I understand that reference types are pointing to places in memory and its not as easy to get the memory that represents all whole object; but it feels doable. After all, objects eventually are made up a bunch of implementations of unmanaged types (string is an array chars, etc)

PS: The requirement of GUID is loose, any integer/string at or under 512 bits would suffice


Solution

  • The problem of equality is a difficult one.
    Here some thoughts on how you could solve your problem.

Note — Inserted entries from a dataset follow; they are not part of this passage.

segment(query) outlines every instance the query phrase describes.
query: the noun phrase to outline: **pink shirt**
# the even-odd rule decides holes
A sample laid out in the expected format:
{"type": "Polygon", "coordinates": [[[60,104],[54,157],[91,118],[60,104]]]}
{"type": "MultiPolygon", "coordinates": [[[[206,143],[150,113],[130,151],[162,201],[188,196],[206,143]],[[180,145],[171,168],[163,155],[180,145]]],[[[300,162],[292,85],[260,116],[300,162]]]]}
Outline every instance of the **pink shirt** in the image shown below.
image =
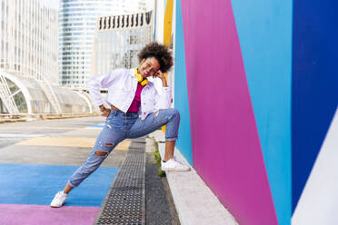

    Hashing a serialized object
    One method would be to serialize an object and then hash the result as proposed by Georg.
    Using the md5 checksum gives you a strong checksum with the right input.
    But getting it right is the problem.

    You might have trouble using a common serialization framework, because:

    • They don't care whether a float is 1.0 or 1.000000000000001.
    • They might have a different understanding about what is equal than you / your employer.
    • They bloat the serialized text with unneeded symbols. (performance)
    • Just a little deviation in the serialized text causes a large deviation in the hashed GUID/UUID.

    That's why, you should carefully test any serialization you do.
    Otherwise you might get false possitives/negatives for objects (mostly false negatives).

    Some points to think about:

    • Floats & Doubles:
      Always write them the same way, preferably with the same number of digits to prevent something like 1.000000000000001 vs 1.0 from interfering.
    • DateTime, TimeStamp, etc.:
      Apply a fixed format that wont change and is unambiguous.
    • Unordered collections:
      Sort the data before serializing it. The order must be unambiguous
    • Strings:
      Is the equality case-sensitive? If not make all the strings lower or upper case.
      If necessary, make them culture invariant.
    • More:
      For every type, think carefully what is equal and what is not. Think especially about edge cases. (float.NaN, -0 vs 0, null, etc.)

    It's up to you whether you use an existing serializer or do it yourself.
    Doing it yourself is more work and error prone, but you have full control over all aspects of equality and serialization.
    Using an existing serializer is also error prone, because you need to test or prove whether the results are always like you want.


    Introducing an unambiguous order and use a tree
    If you have control over the source code, you can introduce a custom order function.
    The order must take all properties, sub objects, lists, etc. into account. Then you can create a binary tree, and use the order to insert and lookup objects.

    The same problems as mentioned by the first approach still apply, you need to make sure that equal values are detected as such. The big O performance is also worse than using hashing. But in most real live examples, the actual performance should be comparable or at least fast enough.

    The good thing is, you can stop comparing two objects, as soon as you found a property or value that is not equal. Thus no need to always look at the whole object. A binary tree needs O(log2(n)) comparisons for a lookup, thus that would be quite fast.

    The bad thing is, you need access to all actual objects, thus keep them in memory. A hashtable needs only O(1) comparisons for a lookup, thus would even be faster (theoretically at least).


    Put them in a database
    If you store all your objects in a database, then the database can do the lookup for you.
    Databases are quite good in comparing objects and they have built in mechanisms to handle the equality/near equality problem.

    I'm not a database expert, so for this option, someone else might have more insight on how good this solution is.